The only way to right the ship of our synod, if that's even possible now, is to deliberately and decisively put these "new measures" to the test against Holy Scripture and our Lutheran Confessions. Rather than organizing worship convocations which seek to work "toward a theology of worship," we need to analyze the "new measures" against the theology of worship we already claim to believe, teach, and confess. And the only possibility of having such occur is to elect leaders in our synod who will do their best to see to it that we have the kind of deliberate and decisive discussions we need to have, recognizing the deep division among us, and analyzing the practices within our synod against Scripture and our Confessions. The man in the video above has developed a plan to do just that. "It's Time!"

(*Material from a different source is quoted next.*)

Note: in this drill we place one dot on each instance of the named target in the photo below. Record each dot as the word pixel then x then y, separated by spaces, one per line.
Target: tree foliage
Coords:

And if the delegates to this year's National Convention decide to follow the advice of the new slogan adopted by "Jesus First" to "Keep the Mission Moving" in the same direction, under the same leadership, which embraces the "new measures" and unflinchingly uses terms like "worship experience," "blessed diversity," "leading congregations," "critical events," and "worship contacts," while developing "programs" (or, "movements") which are replete with un-Lutheran theology, such as "Ablaze!(tm)" and "Transforming Churches Network," and puts before us as "perfect examples" congregations such as the one depicted in the video below, well, then, maybe it'll be time to admit that the ship has been damaged beyond repair and the best thing to do is get off before it sinks completely. 'Cause if these "new measures" continue to flourish within our synod, what Wyneken said of the German Methodist Prayer Service he attended will be true of the LCMS: "I don't know if it is from God or the devil, but it certainly isn't Lutheran."